Early indications of the Chinese dragon waking up from slumber was the way it has been lapping up physical gold from the time gold went below 1450 dollars / ounce [and China has an almost 5 month order to delivery backlog! Details can be obtained from the LME notes and World Gold Council]
The way Chinese government is using T-Bills as collateral to fund massive infrastructure projects was a clear indicator of things to come.
By September 2014, the Chinese dragon woke up from slumber and started breaking out of some critical resistances one after the other. The problem was the rise in Chinese markets was too much too soon and pretty much an asset bubble with a lot of margin trades [leverage] Chinese central banking agents were absolutely right in implementing tighter leashes because an index that languished at less than 50% off old peaks for over 2 years suddenly shot up defying gravity big time.

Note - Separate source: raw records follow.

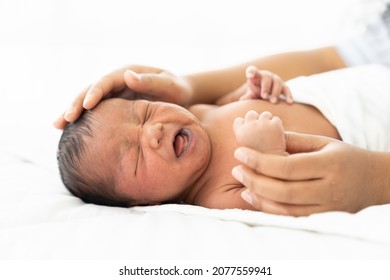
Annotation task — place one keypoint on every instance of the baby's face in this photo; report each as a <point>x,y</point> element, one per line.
<point>158,150</point>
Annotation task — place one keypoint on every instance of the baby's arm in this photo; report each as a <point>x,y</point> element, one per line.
<point>226,197</point>
<point>260,84</point>
<point>262,132</point>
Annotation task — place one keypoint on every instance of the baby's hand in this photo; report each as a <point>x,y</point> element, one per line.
<point>264,132</point>
<point>263,84</point>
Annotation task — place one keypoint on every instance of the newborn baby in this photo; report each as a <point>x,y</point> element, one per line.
<point>127,153</point>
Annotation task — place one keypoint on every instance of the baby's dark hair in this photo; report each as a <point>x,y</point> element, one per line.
<point>77,169</point>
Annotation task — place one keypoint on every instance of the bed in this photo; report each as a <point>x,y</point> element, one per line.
<point>39,219</point>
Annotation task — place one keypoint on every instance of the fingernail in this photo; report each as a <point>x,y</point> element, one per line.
<point>246,196</point>
<point>68,112</point>
<point>241,155</point>
<point>87,99</point>
<point>133,75</point>
<point>237,174</point>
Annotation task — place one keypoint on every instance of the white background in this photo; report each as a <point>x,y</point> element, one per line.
<point>50,50</point>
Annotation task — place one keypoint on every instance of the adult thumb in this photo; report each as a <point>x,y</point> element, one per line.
<point>302,143</point>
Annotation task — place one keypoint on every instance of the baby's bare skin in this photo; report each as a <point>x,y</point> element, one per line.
<point>217,188</point>
<point>262,132</point>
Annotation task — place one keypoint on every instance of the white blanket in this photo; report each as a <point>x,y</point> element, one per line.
<point>355,100</point>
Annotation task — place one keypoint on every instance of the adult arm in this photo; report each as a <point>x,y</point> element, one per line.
<point>206,87</point>
<point>211,85</point>
<point>320,174</point>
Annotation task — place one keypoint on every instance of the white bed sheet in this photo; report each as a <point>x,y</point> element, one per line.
<point>52,51</point>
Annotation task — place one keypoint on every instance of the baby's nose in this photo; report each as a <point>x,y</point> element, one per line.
<point>154,135</point>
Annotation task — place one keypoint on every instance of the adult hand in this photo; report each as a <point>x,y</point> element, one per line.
<point>131,82</point>
<point>320,174</point>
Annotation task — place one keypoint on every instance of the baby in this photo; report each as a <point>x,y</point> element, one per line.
<point>137,152</point>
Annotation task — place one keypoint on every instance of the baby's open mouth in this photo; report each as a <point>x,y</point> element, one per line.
<point>181,141</point>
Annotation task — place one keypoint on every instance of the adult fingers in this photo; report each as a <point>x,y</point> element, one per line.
<point>159,85</point>
<point>303,143</point>
<point>306,192</point>
<point>273,207</point>
<point>288,95</point>
<point>303,166</point>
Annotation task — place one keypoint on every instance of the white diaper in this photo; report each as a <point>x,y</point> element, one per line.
<point>355,100</point>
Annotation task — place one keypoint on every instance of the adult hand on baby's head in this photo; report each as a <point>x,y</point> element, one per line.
<point>130,82</point>
<point>320,174</point>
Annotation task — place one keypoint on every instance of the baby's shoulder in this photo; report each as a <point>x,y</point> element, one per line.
<point>201,110</point>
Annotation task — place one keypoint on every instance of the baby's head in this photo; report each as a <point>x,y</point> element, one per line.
<point>125,153</point>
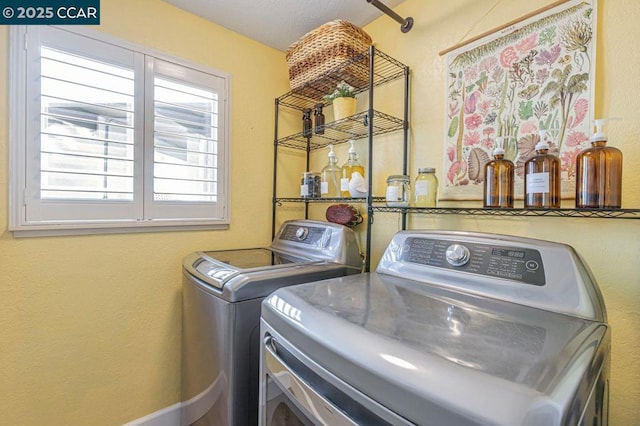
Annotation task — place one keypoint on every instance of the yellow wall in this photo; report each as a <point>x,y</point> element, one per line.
<point>90,326</point>
<point>610,247</point>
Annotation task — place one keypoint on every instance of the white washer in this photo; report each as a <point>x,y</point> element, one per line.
<point>452,329</point>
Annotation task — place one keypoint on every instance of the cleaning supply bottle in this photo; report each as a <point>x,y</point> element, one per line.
<point>499,178</point>
<point>599,174</point>
<point>330,179</point>
<point>542,178</point>
<point>425,188</point>
<point>352,165</point>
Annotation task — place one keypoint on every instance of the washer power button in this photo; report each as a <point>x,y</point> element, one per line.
<point>301,233</point>
<point>531,265</point>
<point>457,255</point>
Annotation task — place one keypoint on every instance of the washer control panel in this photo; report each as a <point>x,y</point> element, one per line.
<point>310,235</point>
<point>519,264</point>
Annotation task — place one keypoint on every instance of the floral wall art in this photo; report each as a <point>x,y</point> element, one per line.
<point>535,75</point>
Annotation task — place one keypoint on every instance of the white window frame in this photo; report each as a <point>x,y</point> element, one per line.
<point>143,214</point>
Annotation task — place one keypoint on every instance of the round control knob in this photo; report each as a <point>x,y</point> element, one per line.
<point>457,255</point>
<point>301,233</point>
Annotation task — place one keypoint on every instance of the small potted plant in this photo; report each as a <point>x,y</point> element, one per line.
<point>343,99</point>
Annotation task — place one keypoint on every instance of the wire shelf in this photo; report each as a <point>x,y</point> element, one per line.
<point>385,69</point>
<point>343,200</point>
<point>586,213</point>
<point>338,132</point>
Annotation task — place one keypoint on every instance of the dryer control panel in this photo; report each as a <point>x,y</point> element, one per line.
<point>512,263</point>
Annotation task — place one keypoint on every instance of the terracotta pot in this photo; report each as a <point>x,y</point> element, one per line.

Media pundits are again harping along big time about China being in a bear market since it has breached the 20% fall from peak.
I am not even getting into Elliott Waves here - simple technical analysis tells you that large swings up or down tend to retrace at least 50% in nominal terms and 38.2% in semi-log terms. So for an index that has moved from 2200 levels to 5200 levels, a 50% retracement is very much on the cards that pegs the retracement to go to at least 3700 levels before resuming the next leg upwards.
A lot of Indian tv anchors are making an absolute fool of themselves by saying money will move out of China into India. Taking the major index stocks into account, Indian stock market is worth a little over 1 Trillion USD. Chinese penny stocks alone are worth 8 trillion!!
Right now, all focus is on the major Grexit and potential repercussions. The structural bull market in China is absolutely intact. In the short to medium term, it may slip to 3250 as well but it is poised to scale 7500 levels over the next 5 years. The current correction is severe simply because the meteoric rise was fueled by leverage and when deleveraging has been imposed, weaker hands will be taken out in the process. All said and done, some headwinds have to be negotiated.
If the Grexit crisis and contagion does hit global markets, then we may see the Dollar Index briefly kiss the 100 mark. After things cool off in Greece and the next innings of QE begins to alleviate the pain caused, we will in all likelihood see the Dollar Index cool off to about 90 levels. This is the time when the Indian Tiger and Chinese dragon will roar once again.
[What goes up must come down; smart money is always on the look out for alpha and hence regression to the mean / law of averages will play out across asset classes]
Just as we have Hang Seng Bees, we may soon get Shanghai / Shenzhen Bees in India and should that come through, it makes sense to have SIPs in that!